Lercher shared at SPÖ Ash Wednesday against ÖVP

After a two-year break, the SPÖ once again organized a political Ash Wednesday in the Oberwenger Stadl in Judenburg in front of a full house with around 200 guests. This time, host Max Lercher lashed out at all parties in the National Council, especially the ÖVP: “I think corruption came first and that’s how the ÖVP was founded.” Guests of honor were his National Council colleague Jan Krainer and AK President Renate Anderl.

Accompanied by the “Seetalern”, who got the audience in the mood with yodelling, shallow jokes and folksy classics, Lercher came up with satire and irony and also referred to an interview in the “Kleine Zeitung” with Alt-LH Franz Voves, who will be doing his next week celebrating 70th birthday. Voves had spoken out in favor of Vienna’s Mayor Michael Ludwig as SPÖ party leader. “If every elder in the Social Democracy tells us who the best party leader is, then Peter Kaiser’s management team will soon be larger than the party members in the SPÖ. Then we’ll have almost more leadership as a basis. That’s what we want, I think not me.”

Appropriately for the event, Lercher denounced the rising price of beer: “Vice Chancellor Werner Kogler is a Styrian, but if he makes drinking a luxury good, he doesn’t need to come home anymore.” The audience cheered. He described the participation of the Greens in the government as the “biggest sticking action” ever and “they have given up on themselves”.

“Favourite opponent” is the ÖVP, according to the former SPÖ federal manager. The blacks – “turquoise is over, the Messiah (Sebastian Kurz, note) has walked across the sea” – are responsible for “any standstill for 40 years”. “We have to show that,” he motivated his party members. “The ÖVP talks, but doesn’t do anything for us. The only functioning organization of the ÖVP is the Farmers’ Union. They saved up the army and now it’s being debated that the Farmers’ Union should be sent out to protect the border,” said Lercher.

Lercher said of the FPÖ: “Without our weakness, there would be no strength in them. The only little man for whom the Freedom Party makes politics is Herbert Kickl.” It is clear to Lercher that the Blues will stand up for the retention of cash: “Otherwise they can no longer trade with full sports bags.” NEOS are “nice, but difficult”. Gerald Loacker is a “pension robber of a special class”, but “45 years of contributions are enough in the country,” Lercher underscored the SPÖ’s position on raising the retirement age.

AK President Anderl was annoyed in her speech about the federal government’s lack of measures to combat inflation: “A one-time payment is once and then fizzles out. We don’t need alms.” Other countries would do something and “they are doing the right thing”. For example, Spain would abolish VAT on groceries. “When our government says it’s only a few cents, you can see that they don’t know how to handle money.” Among other things, Anderl called for the gas and electricity markets to be separated and for the excess profits of the energy companies to be skimmed off.
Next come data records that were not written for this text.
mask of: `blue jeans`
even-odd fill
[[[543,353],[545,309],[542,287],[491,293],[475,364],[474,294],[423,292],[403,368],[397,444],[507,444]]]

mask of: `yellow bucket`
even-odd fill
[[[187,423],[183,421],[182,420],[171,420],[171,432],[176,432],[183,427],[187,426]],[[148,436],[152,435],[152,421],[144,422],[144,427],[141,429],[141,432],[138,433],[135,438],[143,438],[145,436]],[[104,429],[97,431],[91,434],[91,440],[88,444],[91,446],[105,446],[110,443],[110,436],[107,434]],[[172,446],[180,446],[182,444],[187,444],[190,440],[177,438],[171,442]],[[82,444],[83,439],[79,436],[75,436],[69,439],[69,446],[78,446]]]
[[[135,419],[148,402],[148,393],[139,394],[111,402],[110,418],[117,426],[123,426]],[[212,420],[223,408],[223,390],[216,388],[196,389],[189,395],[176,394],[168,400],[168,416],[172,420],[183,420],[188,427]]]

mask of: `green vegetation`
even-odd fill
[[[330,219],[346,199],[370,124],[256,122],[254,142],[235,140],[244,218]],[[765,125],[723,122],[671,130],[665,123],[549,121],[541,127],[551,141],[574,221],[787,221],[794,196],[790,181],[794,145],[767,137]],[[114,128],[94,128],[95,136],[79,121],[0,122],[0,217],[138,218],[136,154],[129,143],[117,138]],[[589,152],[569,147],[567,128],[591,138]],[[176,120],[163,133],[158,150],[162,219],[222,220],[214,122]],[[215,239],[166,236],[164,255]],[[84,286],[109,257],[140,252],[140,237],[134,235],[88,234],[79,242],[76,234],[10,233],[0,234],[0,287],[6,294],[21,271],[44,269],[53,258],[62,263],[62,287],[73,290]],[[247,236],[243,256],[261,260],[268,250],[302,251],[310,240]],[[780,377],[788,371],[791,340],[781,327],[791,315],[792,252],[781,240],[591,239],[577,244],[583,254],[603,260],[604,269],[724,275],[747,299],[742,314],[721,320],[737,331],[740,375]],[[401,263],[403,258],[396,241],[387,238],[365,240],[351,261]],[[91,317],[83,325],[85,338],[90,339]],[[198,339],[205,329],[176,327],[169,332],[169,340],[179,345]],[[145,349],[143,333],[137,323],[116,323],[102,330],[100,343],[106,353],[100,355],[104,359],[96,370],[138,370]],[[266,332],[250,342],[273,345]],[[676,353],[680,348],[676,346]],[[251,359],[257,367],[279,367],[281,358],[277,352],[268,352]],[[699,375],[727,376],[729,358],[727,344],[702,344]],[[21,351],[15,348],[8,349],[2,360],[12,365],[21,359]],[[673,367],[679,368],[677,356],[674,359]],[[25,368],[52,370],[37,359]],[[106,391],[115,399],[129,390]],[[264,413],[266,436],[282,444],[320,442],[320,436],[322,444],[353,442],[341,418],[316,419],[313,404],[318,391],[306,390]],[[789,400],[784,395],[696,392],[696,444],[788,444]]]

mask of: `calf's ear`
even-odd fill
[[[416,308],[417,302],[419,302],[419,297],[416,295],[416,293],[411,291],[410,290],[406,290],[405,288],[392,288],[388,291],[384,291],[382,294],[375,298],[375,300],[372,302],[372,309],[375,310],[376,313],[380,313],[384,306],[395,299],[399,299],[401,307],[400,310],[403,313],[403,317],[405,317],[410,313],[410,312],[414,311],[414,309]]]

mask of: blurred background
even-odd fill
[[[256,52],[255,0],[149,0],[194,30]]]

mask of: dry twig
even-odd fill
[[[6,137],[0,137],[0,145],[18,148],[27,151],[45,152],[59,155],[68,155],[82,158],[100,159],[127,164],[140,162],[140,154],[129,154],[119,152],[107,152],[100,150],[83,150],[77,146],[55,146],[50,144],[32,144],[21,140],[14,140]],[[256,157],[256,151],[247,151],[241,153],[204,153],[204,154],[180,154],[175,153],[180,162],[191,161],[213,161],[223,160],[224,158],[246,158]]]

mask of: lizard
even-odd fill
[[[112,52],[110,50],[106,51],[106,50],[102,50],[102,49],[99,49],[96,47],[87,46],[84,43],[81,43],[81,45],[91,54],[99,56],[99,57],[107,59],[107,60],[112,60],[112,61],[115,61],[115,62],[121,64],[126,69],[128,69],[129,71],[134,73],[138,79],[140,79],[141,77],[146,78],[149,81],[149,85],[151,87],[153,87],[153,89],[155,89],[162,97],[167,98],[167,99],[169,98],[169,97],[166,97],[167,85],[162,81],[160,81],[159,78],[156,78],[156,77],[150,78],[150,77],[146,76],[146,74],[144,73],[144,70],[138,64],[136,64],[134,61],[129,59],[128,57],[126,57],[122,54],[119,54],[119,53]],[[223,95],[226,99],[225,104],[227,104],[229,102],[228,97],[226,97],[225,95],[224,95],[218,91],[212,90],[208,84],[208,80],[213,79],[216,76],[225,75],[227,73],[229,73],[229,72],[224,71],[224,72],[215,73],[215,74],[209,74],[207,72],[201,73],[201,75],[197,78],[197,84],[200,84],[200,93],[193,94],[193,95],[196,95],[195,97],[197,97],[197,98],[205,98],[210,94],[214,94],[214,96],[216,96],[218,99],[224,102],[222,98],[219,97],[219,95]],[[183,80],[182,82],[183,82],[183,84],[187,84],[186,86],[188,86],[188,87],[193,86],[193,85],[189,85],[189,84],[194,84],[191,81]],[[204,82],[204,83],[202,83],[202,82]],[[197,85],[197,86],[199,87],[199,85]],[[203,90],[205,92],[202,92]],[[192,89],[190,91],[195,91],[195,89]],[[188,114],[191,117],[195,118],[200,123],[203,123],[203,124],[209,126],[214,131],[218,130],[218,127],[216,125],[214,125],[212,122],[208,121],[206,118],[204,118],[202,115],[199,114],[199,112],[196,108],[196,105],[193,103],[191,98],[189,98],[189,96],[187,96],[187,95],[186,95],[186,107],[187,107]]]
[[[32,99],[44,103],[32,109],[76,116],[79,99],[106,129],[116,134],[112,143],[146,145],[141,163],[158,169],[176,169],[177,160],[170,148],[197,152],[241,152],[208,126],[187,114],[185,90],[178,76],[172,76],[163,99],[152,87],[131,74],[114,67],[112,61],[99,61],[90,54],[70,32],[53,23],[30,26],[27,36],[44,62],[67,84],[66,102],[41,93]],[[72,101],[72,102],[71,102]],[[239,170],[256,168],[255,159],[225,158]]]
And when the trade association is the first to applaud a cut in benefits for part-time workers, “I’m going to puke.”

Krainer, who was invited to the lectern as “Mister of the Committee of Inquiry”, presented his final report from the Committee of Inquiry, which he intends to publish next week – title: “The ÖVP is so corrupt”. “If I tell everything that’s in it, then I’ll miss the train,” but so much in advance: “That’s systematic corruption.”

He demanded that rents should no longer be allowed to rise, “they are high enough”. “And what gets on my nerves the most’: In the pandemic, the big corporations made more profits than in 2019. And that with our money because we paid the subsidies. And the government says: We give them even more for the higher ones energy prices.” It cannot be “that part of society always falls on the butter side and the others can pay”. It has to be the end of it. “What we need are new elections and that corporations and millionaires pay a fair contribution.”